Marketing strategy development usually follows an STP approach: segmentation, targeting and positioning. In the targeting phase, marketers attempt to identify and articulate what differentiates their product from the competition. Normally, this product differentiation is based on two types of use criteria: intangible and actual use.
Toften and Hammervoll (2009) remind us that “intangible use criteria are related to non-economic purchase motivations such as style, prestige, or brand connotations”. Marketers will often use storytelling techniques to develop attractive intangible criteria for their brands. For example, food marketers frequently tell stories about how the ingredients are sourced, emphasizing environmentally friendly techniques. In another example, wine producers often develop elaborate stories about their regional identities, i.e. Tuscan reds, thereby highly differentiating wine originating from that region.

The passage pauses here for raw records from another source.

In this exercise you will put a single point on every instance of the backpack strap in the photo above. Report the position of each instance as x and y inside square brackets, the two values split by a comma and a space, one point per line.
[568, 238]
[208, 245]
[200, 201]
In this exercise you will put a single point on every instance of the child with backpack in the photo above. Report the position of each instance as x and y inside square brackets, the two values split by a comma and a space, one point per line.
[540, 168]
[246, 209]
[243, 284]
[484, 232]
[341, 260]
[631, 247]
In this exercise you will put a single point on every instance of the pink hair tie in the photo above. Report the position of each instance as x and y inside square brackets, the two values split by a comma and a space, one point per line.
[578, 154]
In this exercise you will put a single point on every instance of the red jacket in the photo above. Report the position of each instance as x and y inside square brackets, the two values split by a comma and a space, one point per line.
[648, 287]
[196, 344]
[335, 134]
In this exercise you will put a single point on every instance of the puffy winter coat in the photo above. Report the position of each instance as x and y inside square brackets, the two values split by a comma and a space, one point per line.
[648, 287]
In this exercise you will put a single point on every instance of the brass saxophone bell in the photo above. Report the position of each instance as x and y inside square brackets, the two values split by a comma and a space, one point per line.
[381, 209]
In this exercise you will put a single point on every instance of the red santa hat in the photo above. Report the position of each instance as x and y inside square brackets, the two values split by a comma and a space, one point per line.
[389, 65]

Actual use criteria are directly related to the product itself, such as taste, quality, functionality, ease of possession, or time. Again, using food producers as an example, marketers may talk about their transportation techniques to emphasize the freshness of their highly perishable food products. In another example, commodity food producers frequently emphasize the flexibility of their product, i.e. the product’s usage in multiple situations.
From a marketer’s perspective, the most effective targeting strategies use a combination of intangible and actual use factors to develop product/brand stories. Since consumers are most comfortable with a purchase when both their intangible and actual product needs are met, these combination stories appeal to both sides of a consumer’s internal product analysis.
Toften, K., Hammervoll, T. (2009). “Niche firms and marketing strategy. An exploratory study of internationally oriented niche firms”. European Journal of Marketing. 43 (11/12), pp. 1378-1391.